Regarding the reasoning that “==” calls equals and you can code equals to return true when it’s not truly equal; this explanation should have also applied to the scenario where only 1 class is made open so this is quite perplexing.

The other concern with this idea is that the equals method also comes with a contract that must be respected. Therefore the rules only need to consider correct implementations of equals which abide by the equals contract.

Is there some scenario which I haven’t considered or is this a defect?


#4

But then the important part for allowing (foo==bar) is foo may having a non-standard equals(…) member. That isn’t the case. Also i’d expect a warning for always true / false instead of an compiler error.

Fascinating question.

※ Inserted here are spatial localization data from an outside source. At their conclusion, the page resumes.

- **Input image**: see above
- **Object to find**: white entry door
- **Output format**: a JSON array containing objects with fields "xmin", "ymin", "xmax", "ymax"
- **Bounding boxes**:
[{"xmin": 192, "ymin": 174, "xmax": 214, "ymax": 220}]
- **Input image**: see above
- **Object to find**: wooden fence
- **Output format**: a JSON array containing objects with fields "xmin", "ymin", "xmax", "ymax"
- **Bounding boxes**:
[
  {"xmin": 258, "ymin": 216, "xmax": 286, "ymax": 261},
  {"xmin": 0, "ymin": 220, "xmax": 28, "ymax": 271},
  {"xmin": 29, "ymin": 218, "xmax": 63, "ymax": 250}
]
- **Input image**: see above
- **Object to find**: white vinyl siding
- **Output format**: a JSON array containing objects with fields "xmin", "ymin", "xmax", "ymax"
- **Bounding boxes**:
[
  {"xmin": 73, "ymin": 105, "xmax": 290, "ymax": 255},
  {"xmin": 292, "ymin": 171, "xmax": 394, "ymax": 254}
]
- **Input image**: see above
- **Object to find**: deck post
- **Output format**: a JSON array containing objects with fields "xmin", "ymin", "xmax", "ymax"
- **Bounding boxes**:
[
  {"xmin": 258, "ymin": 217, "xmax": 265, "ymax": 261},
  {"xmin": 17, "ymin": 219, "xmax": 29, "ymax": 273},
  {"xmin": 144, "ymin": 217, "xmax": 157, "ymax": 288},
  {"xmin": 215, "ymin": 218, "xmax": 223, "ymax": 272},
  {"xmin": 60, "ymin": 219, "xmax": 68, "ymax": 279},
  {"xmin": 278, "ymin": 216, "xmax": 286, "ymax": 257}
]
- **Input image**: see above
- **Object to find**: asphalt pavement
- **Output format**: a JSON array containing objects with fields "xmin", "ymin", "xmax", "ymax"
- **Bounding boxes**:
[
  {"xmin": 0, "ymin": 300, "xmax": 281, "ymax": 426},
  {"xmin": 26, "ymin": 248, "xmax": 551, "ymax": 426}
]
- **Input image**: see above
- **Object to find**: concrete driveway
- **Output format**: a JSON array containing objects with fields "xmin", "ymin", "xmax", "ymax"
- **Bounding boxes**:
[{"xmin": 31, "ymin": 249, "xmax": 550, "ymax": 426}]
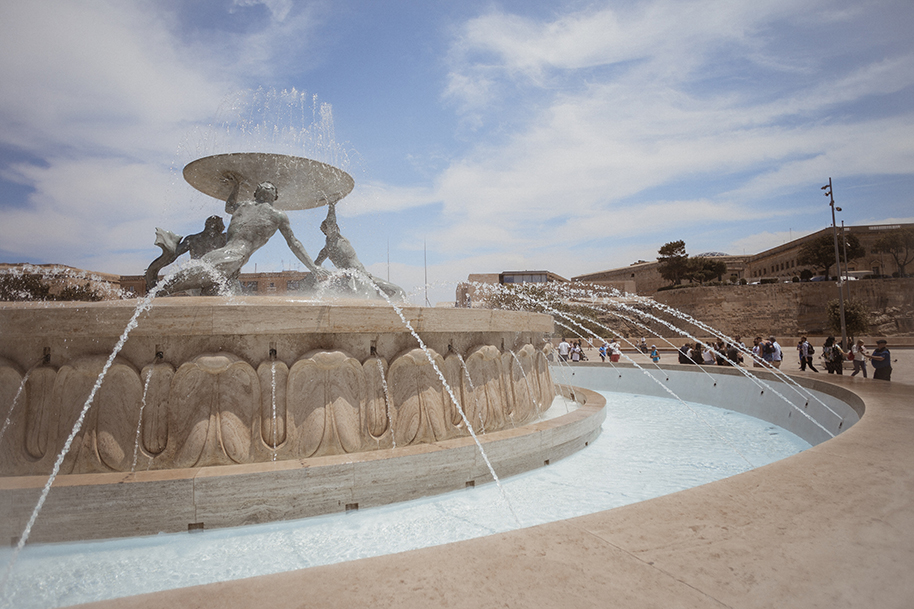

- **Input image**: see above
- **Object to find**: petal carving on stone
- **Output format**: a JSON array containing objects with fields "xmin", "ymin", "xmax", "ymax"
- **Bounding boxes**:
[
  {"xmin": 465, "ymin": 346, "xmax": 505, "ymax": 432},
  {"xmin": 0, "ymin": 360, "xmax": 54, "ymax": 474},
  {"xmin": 53, "ymin": 357, "xmax": 109, "ymax": 474},
  {"xmin": 258, "ymin": 361, "xmax": 288, "ymax": 451},
  {"xmin": 389, "ymin": 348, "xmax": 448, "ymax": 446},
  {"xmin": 327, "ymin": 357, "xmax": 364, "ymax": 454},
  {"xmin": 442, "ymin": 354, "xmax": 466, "ymax": 429},
  {"xmin": 362, "ymin": 357, "xmax": 391, "ymax": 442},
  {"xmin": 287, "ymin": 351, "xmax": 363, "ymax": 458},
  {"xmin": 96, "ymin": 363, "xmax": 143, "ymax": 472},
  {"xmin": 217, "ymin": 361, "xmax": 258, "ymax": 464},
  {"xmin": 167, "ymin": 355, "xmax": 257, "ymax": 468},
  {"xmin": 506, "ymin": 345, "xmax": 538, "ymax": 423},
  {"xmin": 23, "ymin": 365, "xmax": 57, "ymax": 465},
  {"xmin": 502, "ymin": 350, "xmax": 536, "ymax": 425},
  {"xmin": 168, "ymin": 363, "xmax": 217, "ymax": 468},
  {"xmin": 139, "ymin": 363, "xmax": 173, "ymax": 459},
  {"xmin": 534, "ymin": 348, "xmax": 555, "ymax": 412}
]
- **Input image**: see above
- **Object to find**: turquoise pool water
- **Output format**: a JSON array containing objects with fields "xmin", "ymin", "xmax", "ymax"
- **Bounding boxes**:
[{"xmin": 0, "ymin": 391, "xmax": 810, "ymax": 608}]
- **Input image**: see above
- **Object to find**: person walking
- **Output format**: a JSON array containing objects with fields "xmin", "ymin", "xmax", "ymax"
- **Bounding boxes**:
[
  {"xmin": 870, "ymin": 339, "xmax": 893, "ymax": 381},
  {"xmin": 851, "ymin": 340, "xmax": 868, "ymax": 378},
  {"xmin": 822, "ymin": 336, "xmax": 842, "ymax": 374},
  {"xmin": 768, "ymin": 337, "xmax": 783, "ymax": 369},
  {"xmin": 798, "ymin": 336, "xmax": 818, "ymax": 372},
  {"xmin": 650, "ymin": 345, "xmax": 660, "ymax": 363}
]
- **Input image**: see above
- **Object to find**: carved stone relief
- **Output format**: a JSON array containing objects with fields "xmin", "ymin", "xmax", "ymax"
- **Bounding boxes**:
[{"xmin": 0, "ymin": 343, "xmax": 554, "ymax": 476}]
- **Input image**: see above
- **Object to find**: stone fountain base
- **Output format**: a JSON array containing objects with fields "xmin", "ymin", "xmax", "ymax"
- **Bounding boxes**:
[
  {"xmin": 0, "ymin": 297, "xmax": 604, "ymax": 542},
  {"xmin": 0, "ymin": 389, "xmax": 604, "ymax": 543}
]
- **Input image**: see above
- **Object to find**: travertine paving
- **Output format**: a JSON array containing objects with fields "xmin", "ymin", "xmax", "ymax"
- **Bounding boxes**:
[{"xmin": 81, "ymin": 367, "xmax": 914, "ymax": 609}]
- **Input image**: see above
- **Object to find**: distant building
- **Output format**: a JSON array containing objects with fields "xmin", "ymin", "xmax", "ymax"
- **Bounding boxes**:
[
  {"xmin": 573, "ymin": 223, "xmax": 913, "ymax": 295},
  {"xmin": 744, "ymin": 223, "xmax": 912, "ymax": 281},
  {"xmin": 456, "ymin": 270, "xmax": 567, "ymax": 307}
]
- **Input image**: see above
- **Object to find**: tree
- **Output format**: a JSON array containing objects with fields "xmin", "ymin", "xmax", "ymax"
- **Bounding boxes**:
[
  {"xmin": 0, "ymin": 273, "xmax": 51, "ymax": 301},
  {"xmin": 686, "ymin": 257, "xmax": 728, "ymax": 284},
  {"xmin": 826, "ymin": 299, "xmax": 869, "ymax": 339},
  {"xmin": 657, "ymin": 240, "xmax": 689, "ymax": 285},
  {"xmin": 0, "ymin": 272, "xmax": 106, "ymax": 302},
  {"xmin": 798, "ymin": 233, "xmax": 865, "ymax": 278},
  {"xmin": 871, "ymin": 228, "xmax": 914, "ymax": 276}
]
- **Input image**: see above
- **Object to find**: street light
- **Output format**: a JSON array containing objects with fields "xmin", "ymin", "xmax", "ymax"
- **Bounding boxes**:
[{"xmin": 822, "ymin": 177, "xmax": 847, "ymax": 348}]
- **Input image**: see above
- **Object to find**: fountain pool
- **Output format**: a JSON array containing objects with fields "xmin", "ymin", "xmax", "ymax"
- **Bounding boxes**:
[{"xmin": 0, "ymin": 387, "xmax": 816, "ymax": 609}]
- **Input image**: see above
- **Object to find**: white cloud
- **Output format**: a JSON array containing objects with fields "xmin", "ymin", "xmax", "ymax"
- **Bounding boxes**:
[
  {"xmin": 0, "ymin": 2, "xmax": 227, "ymax": 158},
  {"xmin": 0, "ymin": 1, "xmax": 325, "ymax": 271},
  {"xmin": 1, "ymin": 0, "xmax": 912, "ymax": 294},
  {"xmin": 425, "ymin": 0, "xmax": 914, "ymax": 270},
  {"xmin": 341, "ymin": 181, "xmax": 440, "ymax": 216}
]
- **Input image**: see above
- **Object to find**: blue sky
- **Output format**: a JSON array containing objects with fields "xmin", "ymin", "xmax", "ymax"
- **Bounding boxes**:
[{"xmin": 1, "ymin": 0, "xmax": 912, "ymax": 304}]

Looking at the source, it seems like the compiler finds a type intersection. But TypeIntersector is to complicated for me to understand from just reading github code :smiley:


#5

The compiler can’t know that as someone else using the code as a library may extend Foo and create the equals method at a later time.


#6

The compiler knows that the equals method has a contract that must be followed otherwise it wouldn’t make sense for TypeIntersector to eliminate any equality checks because you could code an incorrect implementation of equals that always returns true for any class (even classes that aren’t open).

The compiler currently prevents equality checks when only one of the classes is open. So it could very well be overridden in a different project when used as a library yet the compiler still prevents checking for equality (unless both classes are declared open).

If your reasoning is correct, that implies that the current compiler is defective since it should allow comparing for equality when one of the classes is open. However, I like the current compiler implementation as bases its decisions on correct equals implementations so it catches logic flaws except that there’s a strange edge case when both classes are open (hopefully this is a defect that will be fixed).